This research was done BEFORE the global pandemic.
If you find yourself binging in response to stress, know that you are not alone here.
Heck, both clients and NF Coaches turn to food and alcohol for comfort every now and again.
Personally, somewhat recently I mindlessly devoured an entire tub of Animal Crackers after a stressful week. It was only when the bag was gone did I understand what just happened.
So yep, many of us (even fitness “experts”) are prone to stress eating.
Now, don’t take this as a free pass to stress eat.
If the behavior goes against your goals, it’s something we want to work towards improving.
But there’s a reason they call it “comfort food.” Food can often be used to make us happier.
At the end of the day, we’re all emotional bags of meat on this floating hunk of space rock, and we’re doing the best we can.
Give yourself a bit of a break, my friend.
You’re here, you’re reading, and you’re trying. That’s great!
This will bring me to my last point with our handy guide:
Is It Okay to Stress Eat? (Next Steps)
There are times when food is the perfect response to stress.
It’s something Coach Justin mentions in his video.
“Stress eating” might be appropriate if:
After a long workday, a glass of wine with cheese helps you unwind.

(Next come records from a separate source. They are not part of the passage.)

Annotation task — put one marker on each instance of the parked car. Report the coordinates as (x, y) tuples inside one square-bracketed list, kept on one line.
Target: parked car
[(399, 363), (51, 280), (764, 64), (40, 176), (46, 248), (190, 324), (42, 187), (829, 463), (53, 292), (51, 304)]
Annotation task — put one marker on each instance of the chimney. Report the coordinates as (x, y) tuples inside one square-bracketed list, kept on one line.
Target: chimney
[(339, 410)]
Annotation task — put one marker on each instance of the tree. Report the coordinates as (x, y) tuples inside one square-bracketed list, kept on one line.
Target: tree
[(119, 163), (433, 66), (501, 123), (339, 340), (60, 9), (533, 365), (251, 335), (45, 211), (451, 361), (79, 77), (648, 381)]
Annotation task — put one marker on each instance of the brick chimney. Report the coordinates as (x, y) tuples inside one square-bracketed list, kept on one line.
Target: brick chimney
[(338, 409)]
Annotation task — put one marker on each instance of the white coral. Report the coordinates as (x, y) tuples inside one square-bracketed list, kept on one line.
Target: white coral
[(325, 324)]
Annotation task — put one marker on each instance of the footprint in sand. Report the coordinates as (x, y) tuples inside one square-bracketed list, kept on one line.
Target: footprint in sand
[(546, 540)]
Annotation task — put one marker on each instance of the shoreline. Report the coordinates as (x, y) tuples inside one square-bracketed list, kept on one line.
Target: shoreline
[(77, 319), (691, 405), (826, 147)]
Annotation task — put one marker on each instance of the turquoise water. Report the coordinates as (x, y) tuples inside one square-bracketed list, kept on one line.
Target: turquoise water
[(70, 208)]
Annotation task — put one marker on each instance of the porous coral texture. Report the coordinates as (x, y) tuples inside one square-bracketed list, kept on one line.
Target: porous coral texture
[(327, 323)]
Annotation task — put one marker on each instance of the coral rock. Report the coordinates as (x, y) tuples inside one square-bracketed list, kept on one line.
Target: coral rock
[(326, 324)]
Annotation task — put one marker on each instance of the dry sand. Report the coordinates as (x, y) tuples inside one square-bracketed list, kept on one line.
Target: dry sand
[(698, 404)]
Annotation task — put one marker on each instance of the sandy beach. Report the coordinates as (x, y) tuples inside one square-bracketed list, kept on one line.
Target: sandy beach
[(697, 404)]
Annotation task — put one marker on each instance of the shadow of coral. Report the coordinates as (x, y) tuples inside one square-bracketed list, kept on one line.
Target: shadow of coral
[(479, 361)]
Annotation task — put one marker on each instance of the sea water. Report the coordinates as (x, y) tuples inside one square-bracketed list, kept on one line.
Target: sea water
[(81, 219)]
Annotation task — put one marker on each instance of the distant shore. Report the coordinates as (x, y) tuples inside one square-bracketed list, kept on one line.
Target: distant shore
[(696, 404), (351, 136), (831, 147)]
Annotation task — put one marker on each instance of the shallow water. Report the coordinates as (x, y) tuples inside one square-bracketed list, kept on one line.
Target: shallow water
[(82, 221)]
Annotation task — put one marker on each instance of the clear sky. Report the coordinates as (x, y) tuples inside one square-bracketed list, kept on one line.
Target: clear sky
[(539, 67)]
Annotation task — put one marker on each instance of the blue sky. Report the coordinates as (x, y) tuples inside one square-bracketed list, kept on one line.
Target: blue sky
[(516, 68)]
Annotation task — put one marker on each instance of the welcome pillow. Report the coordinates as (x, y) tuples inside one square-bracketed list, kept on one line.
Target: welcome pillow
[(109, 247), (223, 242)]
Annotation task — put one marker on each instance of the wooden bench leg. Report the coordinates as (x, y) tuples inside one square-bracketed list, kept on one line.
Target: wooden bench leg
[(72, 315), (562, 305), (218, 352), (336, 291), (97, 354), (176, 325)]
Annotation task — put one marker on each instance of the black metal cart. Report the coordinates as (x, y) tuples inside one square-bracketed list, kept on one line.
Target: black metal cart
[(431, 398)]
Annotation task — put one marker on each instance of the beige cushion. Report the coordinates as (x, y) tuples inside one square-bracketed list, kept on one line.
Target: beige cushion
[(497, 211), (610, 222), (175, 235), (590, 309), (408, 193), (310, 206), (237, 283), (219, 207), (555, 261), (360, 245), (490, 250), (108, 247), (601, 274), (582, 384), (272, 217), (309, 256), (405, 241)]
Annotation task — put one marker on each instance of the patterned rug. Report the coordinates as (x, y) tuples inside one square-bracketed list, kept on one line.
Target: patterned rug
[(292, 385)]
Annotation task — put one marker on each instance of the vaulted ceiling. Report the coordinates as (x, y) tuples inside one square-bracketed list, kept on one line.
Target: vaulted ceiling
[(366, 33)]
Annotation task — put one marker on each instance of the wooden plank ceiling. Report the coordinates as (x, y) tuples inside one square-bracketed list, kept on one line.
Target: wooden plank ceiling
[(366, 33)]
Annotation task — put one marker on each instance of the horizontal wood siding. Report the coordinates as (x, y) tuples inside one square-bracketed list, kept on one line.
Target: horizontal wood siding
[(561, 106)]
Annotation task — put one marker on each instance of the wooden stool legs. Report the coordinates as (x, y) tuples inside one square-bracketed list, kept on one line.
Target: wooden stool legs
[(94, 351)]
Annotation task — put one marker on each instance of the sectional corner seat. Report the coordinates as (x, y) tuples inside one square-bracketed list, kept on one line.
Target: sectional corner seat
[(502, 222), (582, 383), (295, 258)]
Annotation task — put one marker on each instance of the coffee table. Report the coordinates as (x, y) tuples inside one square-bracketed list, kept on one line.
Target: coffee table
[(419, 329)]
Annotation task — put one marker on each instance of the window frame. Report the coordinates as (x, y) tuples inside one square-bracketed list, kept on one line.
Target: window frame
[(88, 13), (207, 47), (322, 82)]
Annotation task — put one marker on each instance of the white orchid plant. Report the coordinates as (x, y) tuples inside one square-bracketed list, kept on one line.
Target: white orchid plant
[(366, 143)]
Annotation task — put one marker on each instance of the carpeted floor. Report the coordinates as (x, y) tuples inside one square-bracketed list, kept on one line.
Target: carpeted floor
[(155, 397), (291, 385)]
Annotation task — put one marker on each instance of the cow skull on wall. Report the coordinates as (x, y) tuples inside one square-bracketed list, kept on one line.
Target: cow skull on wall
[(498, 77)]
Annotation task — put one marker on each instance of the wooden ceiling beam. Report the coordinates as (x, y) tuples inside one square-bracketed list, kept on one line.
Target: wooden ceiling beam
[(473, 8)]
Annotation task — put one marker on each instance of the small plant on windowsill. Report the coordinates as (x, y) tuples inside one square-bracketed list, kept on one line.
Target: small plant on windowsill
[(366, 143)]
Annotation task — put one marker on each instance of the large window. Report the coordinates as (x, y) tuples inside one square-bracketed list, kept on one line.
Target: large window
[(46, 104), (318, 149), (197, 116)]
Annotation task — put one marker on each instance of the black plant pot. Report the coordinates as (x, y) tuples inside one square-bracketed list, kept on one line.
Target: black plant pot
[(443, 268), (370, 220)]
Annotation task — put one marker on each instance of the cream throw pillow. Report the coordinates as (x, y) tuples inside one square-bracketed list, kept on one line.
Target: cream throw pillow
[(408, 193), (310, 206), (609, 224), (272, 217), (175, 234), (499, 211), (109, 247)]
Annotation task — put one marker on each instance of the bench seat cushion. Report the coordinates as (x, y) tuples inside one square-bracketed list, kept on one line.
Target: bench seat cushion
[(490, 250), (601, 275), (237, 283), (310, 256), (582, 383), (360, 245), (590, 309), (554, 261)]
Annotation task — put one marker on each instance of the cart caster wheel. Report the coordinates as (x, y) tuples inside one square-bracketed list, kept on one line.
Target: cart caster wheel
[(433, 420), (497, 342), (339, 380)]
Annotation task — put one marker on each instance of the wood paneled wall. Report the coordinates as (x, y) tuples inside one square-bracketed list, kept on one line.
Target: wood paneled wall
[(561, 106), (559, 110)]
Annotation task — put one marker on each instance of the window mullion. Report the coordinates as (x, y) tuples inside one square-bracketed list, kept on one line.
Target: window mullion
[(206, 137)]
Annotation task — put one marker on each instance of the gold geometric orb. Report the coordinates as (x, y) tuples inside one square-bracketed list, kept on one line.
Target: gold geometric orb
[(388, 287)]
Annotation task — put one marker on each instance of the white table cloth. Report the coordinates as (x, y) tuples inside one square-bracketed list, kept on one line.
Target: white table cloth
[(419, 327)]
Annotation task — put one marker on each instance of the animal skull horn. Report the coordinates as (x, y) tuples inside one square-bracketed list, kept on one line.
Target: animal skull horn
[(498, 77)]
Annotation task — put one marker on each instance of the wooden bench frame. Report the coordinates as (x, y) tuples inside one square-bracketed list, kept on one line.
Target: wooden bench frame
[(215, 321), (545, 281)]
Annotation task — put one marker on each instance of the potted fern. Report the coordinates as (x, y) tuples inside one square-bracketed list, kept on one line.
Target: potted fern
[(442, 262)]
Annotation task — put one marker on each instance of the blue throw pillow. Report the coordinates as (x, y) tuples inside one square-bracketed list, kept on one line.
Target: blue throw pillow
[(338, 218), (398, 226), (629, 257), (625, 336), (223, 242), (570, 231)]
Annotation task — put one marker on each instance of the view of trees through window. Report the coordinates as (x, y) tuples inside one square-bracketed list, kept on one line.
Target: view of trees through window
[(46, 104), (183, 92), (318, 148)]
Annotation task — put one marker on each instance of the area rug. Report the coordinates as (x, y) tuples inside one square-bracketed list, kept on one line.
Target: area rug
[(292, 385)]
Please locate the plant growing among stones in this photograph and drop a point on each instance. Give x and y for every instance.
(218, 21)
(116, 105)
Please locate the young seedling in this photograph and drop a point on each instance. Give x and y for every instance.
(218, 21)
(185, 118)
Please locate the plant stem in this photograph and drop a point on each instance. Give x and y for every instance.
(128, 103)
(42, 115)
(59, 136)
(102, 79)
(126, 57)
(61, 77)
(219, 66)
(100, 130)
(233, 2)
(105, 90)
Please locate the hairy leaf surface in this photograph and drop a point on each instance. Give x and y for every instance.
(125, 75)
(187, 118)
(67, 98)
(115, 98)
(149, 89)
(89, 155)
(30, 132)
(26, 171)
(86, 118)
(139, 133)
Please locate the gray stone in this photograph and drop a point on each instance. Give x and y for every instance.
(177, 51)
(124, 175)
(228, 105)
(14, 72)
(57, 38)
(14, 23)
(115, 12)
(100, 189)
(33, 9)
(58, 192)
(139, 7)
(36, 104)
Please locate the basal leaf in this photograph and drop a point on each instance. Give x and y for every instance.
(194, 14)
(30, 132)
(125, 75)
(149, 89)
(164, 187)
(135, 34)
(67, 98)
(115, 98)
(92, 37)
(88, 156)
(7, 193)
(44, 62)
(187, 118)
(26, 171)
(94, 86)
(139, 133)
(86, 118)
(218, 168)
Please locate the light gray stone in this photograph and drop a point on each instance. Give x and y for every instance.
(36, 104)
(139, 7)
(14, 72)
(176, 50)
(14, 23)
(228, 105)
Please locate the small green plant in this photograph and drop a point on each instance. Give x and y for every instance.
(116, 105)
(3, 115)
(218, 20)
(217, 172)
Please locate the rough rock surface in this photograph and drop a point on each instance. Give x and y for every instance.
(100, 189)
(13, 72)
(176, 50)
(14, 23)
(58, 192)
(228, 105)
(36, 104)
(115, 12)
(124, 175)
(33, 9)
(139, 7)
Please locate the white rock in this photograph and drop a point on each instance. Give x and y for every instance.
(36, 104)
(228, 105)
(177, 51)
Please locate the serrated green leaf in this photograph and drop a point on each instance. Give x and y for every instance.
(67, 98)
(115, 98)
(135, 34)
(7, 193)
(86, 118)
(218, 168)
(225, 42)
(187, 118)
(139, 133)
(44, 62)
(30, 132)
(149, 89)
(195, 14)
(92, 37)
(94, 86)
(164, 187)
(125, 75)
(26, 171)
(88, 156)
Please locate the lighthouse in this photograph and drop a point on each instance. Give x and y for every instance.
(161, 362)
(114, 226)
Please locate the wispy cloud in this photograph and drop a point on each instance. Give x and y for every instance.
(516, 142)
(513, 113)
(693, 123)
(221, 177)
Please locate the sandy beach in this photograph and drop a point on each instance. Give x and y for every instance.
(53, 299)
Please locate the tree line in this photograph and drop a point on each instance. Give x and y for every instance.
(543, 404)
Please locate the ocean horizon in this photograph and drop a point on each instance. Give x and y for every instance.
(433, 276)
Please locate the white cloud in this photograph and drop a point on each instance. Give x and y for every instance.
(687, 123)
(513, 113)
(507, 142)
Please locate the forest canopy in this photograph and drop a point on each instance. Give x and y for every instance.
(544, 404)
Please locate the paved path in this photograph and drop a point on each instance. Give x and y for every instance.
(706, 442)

To celebrate the coming of the weekend, you have an ice cream party on Friday night.
The week already seems long, and it just started, “Taco Tuesday” might help you survive until Friday.
The important thing here?
“We are making a choice.”
We are choosing to deal with stress or anxiety with food. By making it an intentional activity, we can remove the guilt around emotional eating.
Food can be fine as a reward, as long as it’s us controlling the behavior, and not the food itself.
In addition, if we can recognize the action (or plan for it), we can then adjust our calories before and after and not go off the rails.
If it seems like you aren’t quite there yet, start with your Emotional Eating Notes and your Stress Response Menu.
Even just the process of taking notes on specific episodes of stress eating may be enough to slow down the behavior.
Remember, no matter what happens:
You are not a bad person if you stress eat.
You are not a bad person if you forget to take notes.
You are not a bad person if you ignore your Stress Response Menu.
You are not a bad person (unless you’re a Death Eater, but come on, you know what side you’re on).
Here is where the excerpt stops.